Nous avions déjà vu cette coalition contre le Shah et ses réformes dix-sept ans avant la révolution 1979. Ce mouvement avait été écrasé par le Shah et Khomeiny expulsé vers l'exil. Quand en 1976 les premiers signes de la crise structurelle du capitalisme iranien sont devenus évidents, cette coalition est entrée de nouveau en action. En l'absence d'autre opposition organisée, à cause de la faillite des forces nationalistes bourgeoises et de la gauche prosoviétique menée par le parti Tudeh pendant la dictature du Shah, la hiérarchie chiite avec son vaste réseau de mosquées et bien financée par les commerçants du bazar, a rapidement assuré la conduite du mouvement de protestation. Elle a imposé ses propres slogans et aspirations comme revendications de la révolution.
La classe capitaliste, nationalement et internationalement, a immédiatement reconnu et soutenu cette contre-révolution car elle n’avait aucune autre alternative pour sauver l'Etat bourgeois. Mais il ne s'agissait nullement d'un régime capitaliste « normal ». Dans un régime capitaliste « normal » vous vous attendez à ce que probablement deux capitalistes avec la quantité égale de capital obtiennent le même taux de rendement moyen.
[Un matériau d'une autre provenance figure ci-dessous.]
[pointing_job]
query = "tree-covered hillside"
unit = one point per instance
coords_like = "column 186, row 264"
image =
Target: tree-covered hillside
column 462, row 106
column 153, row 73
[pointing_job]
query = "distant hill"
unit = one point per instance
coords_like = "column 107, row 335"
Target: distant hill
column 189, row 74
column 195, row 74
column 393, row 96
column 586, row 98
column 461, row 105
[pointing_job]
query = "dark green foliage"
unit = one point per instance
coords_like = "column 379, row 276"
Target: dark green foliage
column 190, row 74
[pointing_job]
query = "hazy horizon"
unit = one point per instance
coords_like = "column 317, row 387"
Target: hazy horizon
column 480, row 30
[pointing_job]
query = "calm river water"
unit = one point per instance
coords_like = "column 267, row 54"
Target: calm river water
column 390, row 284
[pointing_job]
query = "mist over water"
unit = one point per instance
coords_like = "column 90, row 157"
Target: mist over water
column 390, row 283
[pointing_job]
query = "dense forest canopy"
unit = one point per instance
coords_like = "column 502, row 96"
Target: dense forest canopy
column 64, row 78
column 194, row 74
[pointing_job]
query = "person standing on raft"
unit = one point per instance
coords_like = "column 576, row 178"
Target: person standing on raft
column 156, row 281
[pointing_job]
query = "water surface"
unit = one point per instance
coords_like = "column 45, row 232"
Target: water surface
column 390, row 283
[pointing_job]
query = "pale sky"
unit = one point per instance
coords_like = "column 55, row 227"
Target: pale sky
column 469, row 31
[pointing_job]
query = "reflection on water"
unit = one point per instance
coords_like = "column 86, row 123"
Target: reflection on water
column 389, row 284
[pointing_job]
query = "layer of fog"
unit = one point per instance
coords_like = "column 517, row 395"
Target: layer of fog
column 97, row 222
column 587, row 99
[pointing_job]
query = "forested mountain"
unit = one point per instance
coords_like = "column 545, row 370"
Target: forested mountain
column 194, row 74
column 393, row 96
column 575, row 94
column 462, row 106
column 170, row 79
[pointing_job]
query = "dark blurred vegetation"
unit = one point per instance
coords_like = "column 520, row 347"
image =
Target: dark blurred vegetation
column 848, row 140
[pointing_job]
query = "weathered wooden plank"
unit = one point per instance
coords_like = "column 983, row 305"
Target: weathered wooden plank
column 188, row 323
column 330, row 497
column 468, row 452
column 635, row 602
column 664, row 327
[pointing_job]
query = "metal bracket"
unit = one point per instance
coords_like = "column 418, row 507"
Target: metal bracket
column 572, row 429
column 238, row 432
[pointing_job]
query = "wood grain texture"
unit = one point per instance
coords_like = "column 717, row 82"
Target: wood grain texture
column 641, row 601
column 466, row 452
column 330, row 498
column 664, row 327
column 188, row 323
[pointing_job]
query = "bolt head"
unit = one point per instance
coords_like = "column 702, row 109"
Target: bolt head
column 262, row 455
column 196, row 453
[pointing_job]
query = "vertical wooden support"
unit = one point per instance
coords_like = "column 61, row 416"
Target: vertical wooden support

Dans la république islamique, l’un peut risquer sa peau tandis que l'autre obtient 10 fois le profit moyen sans même risquer son capital !
A la longue ce régime est amené à se transformer selon les besoins de l'Etat bourgeois qu'il protège. C'est un paradoxe, mais les Neo-cons US peuvent apprécier le pouvoir iranien qui effectue sa politique de privatisation. La seule différence est qu'en Iran, le régime explique que la privatisation de l’économie est faite de « manière islamique », c'est-à-dire, aussi longtemps qu'il se maintient au pouvoir. Les semi-mafias et groupes qui se partagent le gâteau national, s'accrochent à tout prix à la puissance et au pouvoir. La hiérarchie chiite n'est pas semblable à une junte militaire qui peut un jour accepter de remettre le pouvoir à une forme plus « normale ». Nous avons déjà vu trois vagues de « réformes » venant de l’intérieur du régime. Elles n'ont abouti à rien, et les « réformateurs » ont été battus. La logique de toute vraie réforme réclame le retrait des mollahs de la scène politique et leur abandon du pouvoir. Dès que cette logique deviendra claire, les fondamentalistes organiseront une nouvelle riposte violente. L’une des conséquences des échecs répétés de ces réformes est que, peu à peu, aux yeux des iraniens, la nécessité du renversement révolutionnaire du régime devient de plus en plus populaire.
Khaménei et Bush savent que « la crise nucléaire » peut leur fournir la couverture pour plonger la société iranienne dans un état de couvre-feu militaire permanent, ce qui leur permet de contrer la remontée des luttes.